China took another international hit Tuesday when British Prime Minister Boris Johnson reversed a decision made in January to allow the Chinese technology firm Huawei to have a prime role in shaping Britain’s 5G wireless network.
Johnson banned British companies from buying 5G wireless network equipment from Huawei as of the end of the year and ordered that anything currently being used in Britain’s telecommunications network be ripped out within the next seven years, according to Reuters.
The concept of a 5G network is that the wireless signals can move faster, expanding the ability to control appliances, security systems and multiple other items remotely.
“This has not been an easy decision, but it is the right one for the UK telecoms networks, for our national security and our economy, both now and indeed in the long run,” digital minister Oliver Dowden said, according to Reuters.

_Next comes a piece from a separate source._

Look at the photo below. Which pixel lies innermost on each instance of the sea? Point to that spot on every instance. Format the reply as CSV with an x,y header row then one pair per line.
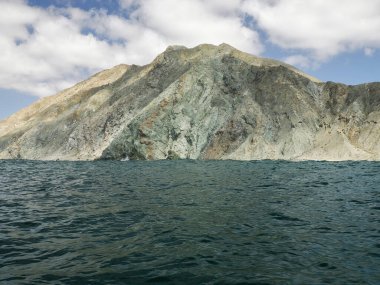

“By the time of the next election, we will have implemented in law an irreversible path for the complete removal of Huawei equipment from our 5G networks,” he said.
President Donald Trump, who issued an executive order in May banning Huawei from playing a role in America’s 5G network, had pushed for Britain to follow suit.
National Security Adviser Robert O’Brien said the U.S. is not alone in suspecting that Huawei is “beholden to the Chinese Communist Party.”
Although Chinese officials have said Huawei is not part of China’s government, Republican Sen. Ben Sasse of Nebraska scoffed at that claim while praising Britain for its actions.
“The UK made the right call today to kick the Chinese Communist spy ring out of their network. The special relationship is stronger now, as are our joint efforts to expose the threats the CCP and their surveillance puppet pose to the free world. Thatcher would be proud,” Sasse said in a statement Tuesday.
Secretary of State Mike Pompeo also praised Britain.
Today’s decision by the UK to ban Huawei from its 5G networks advances Transatlantic security in the #5G era while protecting citizens’ privacy, national security, and free-world values.
— Secretary Pompeo (@SecPompeo) July 14, 2020
Robert Strayer, deputy assistant secretary of state for cyber policy, said U.S. officials tried to warn British officials about the dangers of letting Huawei into a 5G system.
“If you fully understand the Chinese Communist Party’s intent in the way the system works in China, there’s not autonomy for those companies. You just need to understand the characteristics of modern technology, updated instantaneously with a software patch that has the vulnerability or the disruption coded into it — and you can’t inspect your way out of the problem,” he said, according to The Washington Post.
Some framed Britain’s decision as part of a wider backlash against China in the aftermath of the coronavirus pandemic and China’s refusal to promptly alert the world in the early stages of the outbreak.
“The coronavirus crisis and China’s very aggressive approach to shaping the narrative and capitalizing on global distraction have added to the concerns about China in Europe,” said Janka Oertel, Berlin-based director of the Asia Program at the European Council on Foreign Relations, according to The Post.
“[T]he Chinese could have scored a big win,” Oertel said. “But their actions backfired.”
Liu Xiaoming, China’s ambassador to Britain, said the decision was “disappointing and wrong.”
“It has become questionable whether the UK can provide an open, fair and non-discriminatory business environment for companies from other countries,” he said, according to The Post.
Others said Britain’s decision shows the tide is turning against China.
“The direction of travel in the biggest countries is toward a substantial reduction in Huawei’s market share, and a gradual phasing out of the company over time,” said Noah Barkin of the Rhodium Group, a New York-based independent research organization.